You observe the following exchange rates and interest rates:

 In the spot market, 1 EMU euro equals 0.88 U.S. dollar.


 In the spot market, 1 Canadian dollar equals 0.70 EMU euro.
 In the three-month forward market, 1 EMU euro equals 0.75 U.S. dollar.
 In the three-month forward market, 1 EMU euro equals 1.21 Canadian dollars.
 Three-month risk-free Canadian securities have a 6 percent nominal annual
interest rate.
Assume that interest rate parity holds, the market is in equilibrium, and that
there are no arbitrage opportunities.

Cross rates Answer: a Diff: E N


49. What is the spot exchange rate between the U.S. dollar and the Canadian
dollar?

a. $0.62 U.S. = $1 Canadian


b. $0.76 U.S. = $1 Canadian
c. $0.80 U.S. = $1 Canadian
d. $1.25 U.S. = $1 Canadian
e. $1.32 U.S. = $1 Canadian

Purchasing power parity Answer: d Diff: E N


50. A new tennis racket costs $120 in the United States. Assuming that
purchasing power parity holds, how much should the exact same tennis racket
cost if bought in Europe with EMU euros?

a. 84.00 EMU euros


b. 105.60 EMU euros
c. 113.62 EMU euros
d. 136.36 EMU euros
e. 171.43 EMU euros

Forward exchange rates Answer: a Diff: M N


51. Which of the following statements is most correct?

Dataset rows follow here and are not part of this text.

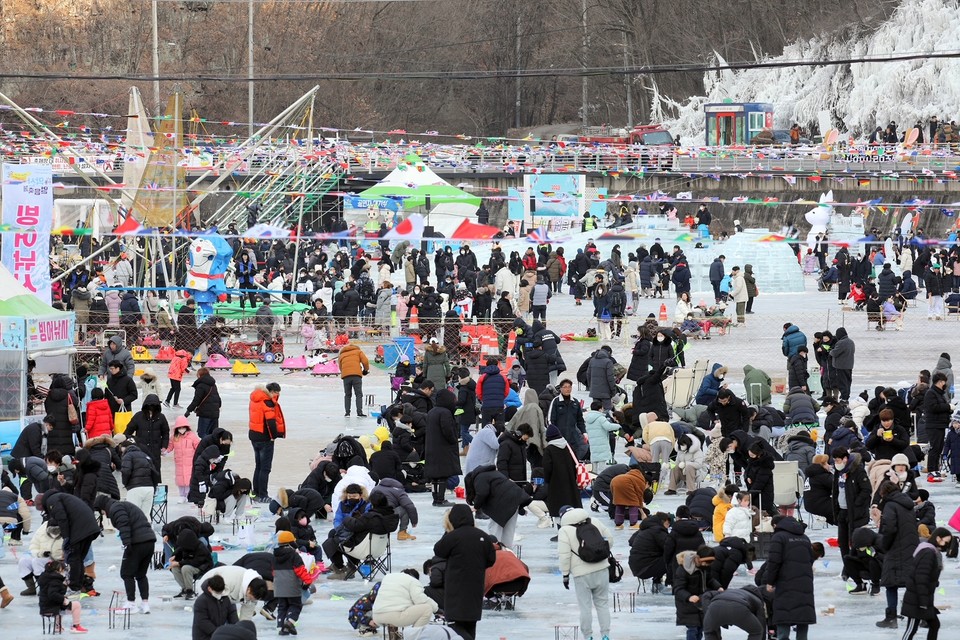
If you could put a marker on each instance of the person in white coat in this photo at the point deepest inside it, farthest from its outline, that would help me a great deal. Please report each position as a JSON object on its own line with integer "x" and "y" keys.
{"x": 401, "y": 602}
{"x": 739, "y": 520}
{"x": 591, "y": 580}
{"x": 244, "y": 587}
{"x": 688, "y": 463}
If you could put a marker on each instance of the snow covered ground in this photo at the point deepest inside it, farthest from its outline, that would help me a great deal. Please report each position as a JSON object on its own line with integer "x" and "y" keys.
{"x": 859, "y": 96}
{"x": 313, "y": 409}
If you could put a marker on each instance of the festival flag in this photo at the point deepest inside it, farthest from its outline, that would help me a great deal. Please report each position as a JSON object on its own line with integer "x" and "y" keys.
{"x": 473, "y": 231}
{"x": 409, "y": 229}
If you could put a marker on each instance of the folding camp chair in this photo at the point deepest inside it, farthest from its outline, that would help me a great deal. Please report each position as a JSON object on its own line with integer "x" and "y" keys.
{"x": 158, "y": 512}
{"x": 369, "y": 557}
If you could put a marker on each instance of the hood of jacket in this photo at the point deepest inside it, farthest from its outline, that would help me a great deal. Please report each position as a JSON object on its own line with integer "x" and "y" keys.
{"x": 791, "y": 525}
{"x": 574, "y": 516}
{"x": 461, "y": 516}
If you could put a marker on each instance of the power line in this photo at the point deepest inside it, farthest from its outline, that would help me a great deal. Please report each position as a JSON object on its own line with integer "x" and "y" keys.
{"x": 492, "y": 74}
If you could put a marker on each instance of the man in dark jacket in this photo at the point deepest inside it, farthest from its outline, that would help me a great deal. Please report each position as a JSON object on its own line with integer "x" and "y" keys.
{"x": 716, "y": 276}
{"x": 442, "y": 452}
{"x": 603, "y": 383}
{"x": 851, "y": 495}
{"x": 468, "y": 553}
{"x": 730, "y": 411}
{"x": 78, "y": 528}
{"x": 789, "y": 575}
{"x": 138, "y": 541}
{"x": 206, "y": 403}
{"x": 841, "y": 363}
{"x": 936, "y": 412}
{"x": 121, "y": 389}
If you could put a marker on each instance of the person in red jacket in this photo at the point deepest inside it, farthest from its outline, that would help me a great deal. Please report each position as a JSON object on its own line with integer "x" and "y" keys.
{"x": 266, "y": 426}
{"x": 99, "y": 417}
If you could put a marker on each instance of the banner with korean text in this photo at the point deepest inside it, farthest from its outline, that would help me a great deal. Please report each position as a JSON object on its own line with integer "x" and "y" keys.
{"x": 28, "y": 203}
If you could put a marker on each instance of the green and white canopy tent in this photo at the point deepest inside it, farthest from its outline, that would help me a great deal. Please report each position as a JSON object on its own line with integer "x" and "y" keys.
{"x": 28, "y": 328}
{"x": 414, "y": 187}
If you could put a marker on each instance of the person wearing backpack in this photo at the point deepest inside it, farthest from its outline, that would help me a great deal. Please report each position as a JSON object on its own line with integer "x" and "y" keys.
{"x": 583, "y": 546}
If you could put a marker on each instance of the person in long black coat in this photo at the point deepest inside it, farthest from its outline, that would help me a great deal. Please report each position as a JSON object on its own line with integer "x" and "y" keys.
{"x": 491, "y": 492}
{"x": 789, "y": 575}
{"x": 648, "y": 395}
{"x": 78, "y": 528}
{"x": 55, "y": 405}
{"x": 442, "y": 450}
{"x": 922, "y": 584}
{"x": 899, "y": 540}
{"x": 468, "y": 553}
{"x": 646, "y": 549}
{"x": 559, "y": 473}
{"x": 150, "y": 429}
{"x": 818, "y": 491}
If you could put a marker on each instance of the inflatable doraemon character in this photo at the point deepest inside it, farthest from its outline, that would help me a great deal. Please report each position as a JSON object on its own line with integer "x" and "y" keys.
{"x": 819, "y": 218}
{"x": 210, "y": 256}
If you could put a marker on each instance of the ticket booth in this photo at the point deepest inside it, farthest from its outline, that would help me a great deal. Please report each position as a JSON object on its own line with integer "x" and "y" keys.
{"x": 736, "y": 123}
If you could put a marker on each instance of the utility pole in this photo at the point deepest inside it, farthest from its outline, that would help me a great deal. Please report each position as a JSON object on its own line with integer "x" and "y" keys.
{"x": 627, "y": 82}
{"x": 516, "y": 66}
{"x": 585, "y": 45}
{"x": 250, "y": 65}
{"x": 156, "y": 63}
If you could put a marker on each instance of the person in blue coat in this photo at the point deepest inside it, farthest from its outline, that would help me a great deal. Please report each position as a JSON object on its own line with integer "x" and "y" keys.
{"x": 792, "y": 340}
{"x": 710, "y": 385}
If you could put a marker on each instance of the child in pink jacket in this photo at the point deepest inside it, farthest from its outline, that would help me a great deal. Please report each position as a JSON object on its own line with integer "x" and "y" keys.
{"x": 183, "y": 444}
{"x": 179, "y": 364}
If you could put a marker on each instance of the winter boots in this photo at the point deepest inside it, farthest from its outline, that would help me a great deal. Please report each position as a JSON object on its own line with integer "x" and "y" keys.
{"x": 889, "y": 620}
{"x": 31, "y": 589}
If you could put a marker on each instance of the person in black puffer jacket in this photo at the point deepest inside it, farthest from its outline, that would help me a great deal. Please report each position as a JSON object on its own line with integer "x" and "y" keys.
{"x": 731, "y": 553}
{"x": 103, "y": 450}
{"x": 647, "y": 549}
{"x": 512, "y": 454}
{"x": 138, "y": 540}
{"x": 139, "y": 475}
{"x": 684, "y": 536}
{"x": 818, "y": 497}
{"x": 150, "y": 429}
{"x": 491, "y": 492}
{"x": 190, "y": 560}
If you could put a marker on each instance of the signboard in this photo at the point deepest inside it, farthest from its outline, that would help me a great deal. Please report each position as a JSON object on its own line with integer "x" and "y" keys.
{"x": 28, "y": 203}
{"x": 54, "y": 332}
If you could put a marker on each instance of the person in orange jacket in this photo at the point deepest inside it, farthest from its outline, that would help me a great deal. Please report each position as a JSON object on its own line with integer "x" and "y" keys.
{"x": 266, "y": 426}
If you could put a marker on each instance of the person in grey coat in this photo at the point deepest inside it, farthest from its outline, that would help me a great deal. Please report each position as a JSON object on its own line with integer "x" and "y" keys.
{"x": 603, "y": 384}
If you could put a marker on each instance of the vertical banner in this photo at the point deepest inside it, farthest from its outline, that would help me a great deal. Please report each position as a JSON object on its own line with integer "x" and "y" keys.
{"x": 28, "y": 207}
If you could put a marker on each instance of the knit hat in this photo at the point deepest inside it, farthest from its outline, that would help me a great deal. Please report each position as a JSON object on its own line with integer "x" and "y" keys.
{"x": 899, "y": 459}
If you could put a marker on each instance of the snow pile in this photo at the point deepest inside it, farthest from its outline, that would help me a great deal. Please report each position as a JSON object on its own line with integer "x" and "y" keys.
{"x": 860, "y": 96}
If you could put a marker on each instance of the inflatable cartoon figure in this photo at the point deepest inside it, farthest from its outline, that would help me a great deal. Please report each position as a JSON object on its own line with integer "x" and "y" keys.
{"x": 819, "y": 218}
{"x": 210, "y": 256}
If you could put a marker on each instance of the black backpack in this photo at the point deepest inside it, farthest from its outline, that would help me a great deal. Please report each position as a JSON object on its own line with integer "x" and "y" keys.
{"x": 591, "y": 545}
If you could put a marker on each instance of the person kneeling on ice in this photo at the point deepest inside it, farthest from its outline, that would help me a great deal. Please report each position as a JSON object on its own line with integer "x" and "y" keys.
{"x": 290, "y": 578}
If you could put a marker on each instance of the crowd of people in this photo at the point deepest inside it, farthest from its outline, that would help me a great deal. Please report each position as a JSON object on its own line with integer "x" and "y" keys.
{"x": 514, "y": 440}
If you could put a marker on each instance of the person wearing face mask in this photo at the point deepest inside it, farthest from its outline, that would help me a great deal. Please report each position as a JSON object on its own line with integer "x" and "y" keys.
{"x": 212, "y": 609}
{"x": 851, "y": 495}
{"x": 184, "y": 446}
{"x": 922, "y": 584}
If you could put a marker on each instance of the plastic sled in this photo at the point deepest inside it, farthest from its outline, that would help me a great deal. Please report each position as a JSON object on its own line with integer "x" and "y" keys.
{"x": 298, "y": 363}
{"x": 328, "y": 368}
{"x": 217, "y": 361}
{"x": 244, "y": 369}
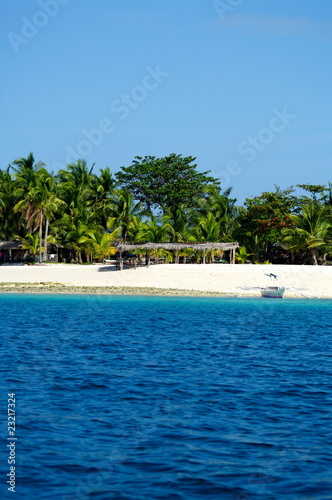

a. The market is forecasting that the U.S. dollar will weaken against the
Canadian dollar over the next three months.
b. The market is forecasting that the U.S. dollar will weaken against the
EMU euro over the next three months.
c. The market is forecasting that the EMU euro will strengthen against the
Canadian dollar over the next three months.
d. Statements a and c are correct.
e. All of the statements above are correct.